Owners plan to build a two-story structure with commercial space on the ground level, two apartments on the second floor, and a rooftop deck. Two months ago, the proposal attained slam-dunk status when the Ocean Beach Planning Board gave its near-unanimous blessing. Boardmembers praised the architect for altering the original design to the board’s liking and achieving a more Craftsman-style look, even agreeing to incorporate portions of the existing entrance in the new building.
But that proposal almost never saw the light of day. At the October 27, 2016, hearing of the city’s Historic Resources Board, staff recommended designating the Feigley House as a historic resource, which would have all but prevented its destruction.
Despite its blemished appearance, the Feigley House has maintained integrity in terms of design, materials, and feeling, according to the staff report. Nearly a century after its construction, the prized characteristics of its Craftsman-style architecture continue to shine through, said assistant planner Suzanne Segur, one of the report’s authors.
“Specifically, the resource exhibits a gable roof with wide eave overhang, wood cladding, decorative beams, a partial width porch with tapered square columns, wood-frame sash windows, and decorative attic vents,” Segur told the board.
It was the owner’s side that advanced the kit-home theory at the hearing, charging such an origin didn’t enhance but actually weakened historical value.
A document called the "Historic Resource Research Report," prepared by the architectural firm Brian F. Smith and Associates on behalf of the owners, asserted the Feigley House bears a telling resemblance to a “Crescent” kit home, one of the 120 models described in the Sears “HonorBilt Modern Homes” 1921 catalog.
As such, the home is “not architecturally significant,” Scott A. Moomjian, an attorney who has represented owners with historic properties, told the board.
So even if the Feigley House hadn’t been damaged, Moomjian said, by insect infestation, neglect, and weathering, it would still be nothing but a “common, undistinguished, and ordinary Craftsman home” that fell far short of being “considered an important architectural specimen.”
The adjacent property owners on Voltaire Street agreed with that assessment, said one of the owners, Sean Gogarty, of San Francisco. He said his daughter would likely run an educational therapist business on the first floor.
“Our neighbors are excited to have this building removed and replaced,” Gogarty said.
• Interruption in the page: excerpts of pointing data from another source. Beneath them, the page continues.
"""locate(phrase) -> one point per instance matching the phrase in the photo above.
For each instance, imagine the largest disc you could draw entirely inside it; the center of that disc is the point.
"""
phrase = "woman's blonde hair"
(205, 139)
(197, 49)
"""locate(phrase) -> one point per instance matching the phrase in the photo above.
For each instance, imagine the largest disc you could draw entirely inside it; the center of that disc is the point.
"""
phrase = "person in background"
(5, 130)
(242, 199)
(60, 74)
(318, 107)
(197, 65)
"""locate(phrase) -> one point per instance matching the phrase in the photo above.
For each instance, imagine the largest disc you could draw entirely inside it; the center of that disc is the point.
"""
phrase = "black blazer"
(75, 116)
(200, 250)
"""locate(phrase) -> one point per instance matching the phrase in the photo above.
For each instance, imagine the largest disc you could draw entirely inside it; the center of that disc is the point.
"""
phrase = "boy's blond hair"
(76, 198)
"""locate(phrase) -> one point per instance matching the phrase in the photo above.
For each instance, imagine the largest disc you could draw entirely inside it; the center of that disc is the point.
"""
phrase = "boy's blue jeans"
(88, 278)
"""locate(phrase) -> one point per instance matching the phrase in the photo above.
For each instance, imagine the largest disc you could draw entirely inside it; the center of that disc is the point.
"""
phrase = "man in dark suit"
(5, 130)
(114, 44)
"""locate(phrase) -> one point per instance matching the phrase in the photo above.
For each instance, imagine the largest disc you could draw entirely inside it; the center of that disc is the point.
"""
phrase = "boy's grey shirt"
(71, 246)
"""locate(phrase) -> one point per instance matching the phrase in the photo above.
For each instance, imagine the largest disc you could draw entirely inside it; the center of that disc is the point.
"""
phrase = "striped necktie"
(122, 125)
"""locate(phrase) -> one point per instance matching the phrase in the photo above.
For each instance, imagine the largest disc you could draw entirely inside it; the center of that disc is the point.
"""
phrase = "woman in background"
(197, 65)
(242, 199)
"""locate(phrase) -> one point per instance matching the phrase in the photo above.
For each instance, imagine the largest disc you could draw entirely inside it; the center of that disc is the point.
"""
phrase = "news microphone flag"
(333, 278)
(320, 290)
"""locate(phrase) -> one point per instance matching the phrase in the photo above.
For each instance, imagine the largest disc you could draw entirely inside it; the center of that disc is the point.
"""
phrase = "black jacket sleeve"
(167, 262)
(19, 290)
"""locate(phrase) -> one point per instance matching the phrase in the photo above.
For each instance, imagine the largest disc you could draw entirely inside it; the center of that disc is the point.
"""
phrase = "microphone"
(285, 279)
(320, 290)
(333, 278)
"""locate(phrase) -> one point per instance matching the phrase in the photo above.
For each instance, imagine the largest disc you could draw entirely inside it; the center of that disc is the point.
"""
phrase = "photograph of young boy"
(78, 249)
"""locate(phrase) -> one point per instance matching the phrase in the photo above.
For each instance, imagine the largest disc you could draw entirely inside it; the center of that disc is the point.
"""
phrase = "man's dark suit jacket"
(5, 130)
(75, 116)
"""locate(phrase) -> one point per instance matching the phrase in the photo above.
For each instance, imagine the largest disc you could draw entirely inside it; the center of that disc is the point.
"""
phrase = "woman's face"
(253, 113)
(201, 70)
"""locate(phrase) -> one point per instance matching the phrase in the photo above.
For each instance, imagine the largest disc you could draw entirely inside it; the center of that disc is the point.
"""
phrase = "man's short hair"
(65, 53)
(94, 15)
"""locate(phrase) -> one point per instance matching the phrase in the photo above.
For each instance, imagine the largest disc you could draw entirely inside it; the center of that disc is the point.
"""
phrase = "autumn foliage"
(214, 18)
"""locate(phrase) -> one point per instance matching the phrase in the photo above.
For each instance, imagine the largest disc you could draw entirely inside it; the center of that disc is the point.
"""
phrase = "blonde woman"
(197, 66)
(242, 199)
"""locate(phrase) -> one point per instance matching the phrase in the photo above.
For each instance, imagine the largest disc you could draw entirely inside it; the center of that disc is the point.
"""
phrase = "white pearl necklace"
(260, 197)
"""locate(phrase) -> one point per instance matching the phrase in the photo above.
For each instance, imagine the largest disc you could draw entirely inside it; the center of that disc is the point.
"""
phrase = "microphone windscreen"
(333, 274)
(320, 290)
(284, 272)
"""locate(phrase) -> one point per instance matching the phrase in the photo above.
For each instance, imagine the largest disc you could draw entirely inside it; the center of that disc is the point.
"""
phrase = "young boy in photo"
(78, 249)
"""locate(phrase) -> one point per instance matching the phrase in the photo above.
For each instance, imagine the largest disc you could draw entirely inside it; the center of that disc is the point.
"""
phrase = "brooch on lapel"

No consensus was reached about the Feigley House’s status as a Sears home. Segur said evidence was insufficient. However, the only boardmember to address that issue, assistant chair Dr. Ann Woods, found the prospect appealing. “I think kit homes are an important aspect of the Craftsman style,” Woods said, calling them “historically interesting and important.”
When it came time to vote, only three boardmembers supported historic designation — far short of the required six.
But to Woods’s point: are kit homes interesting and important?
It’s easy to understand the passion of the Sears kit-home community. The Crescent, which appears on page 29 of the 1921 catalog (between the “Ardara” and “Martha Washington” models) was intended for “folks who like a touch of individuality with good taste,” according to the description.
For as little as $1704, Feigley would have received everything except “cement, brick and plaster,” including “all the millwork, kitchen cupboard, flooring, shingles, siding, finishing lumber, building paper, eaves trough, downspout, roofing, sash weights, hardware, porch screens, painting material, lumber and lath.”
With “no sawing required” and “every piece cut and fitted, ready for its place,” Feigley would stand to save 40 percent in carpenter labor, the catalog states.
As for the design, it was more than properly vetted for the standards of the day. “Every plan is passed upon by women experts,” the catalog states. “Architects and women advisors plan economy of space.... We plan the arrangement of the kitchen to save steps for the housewife.”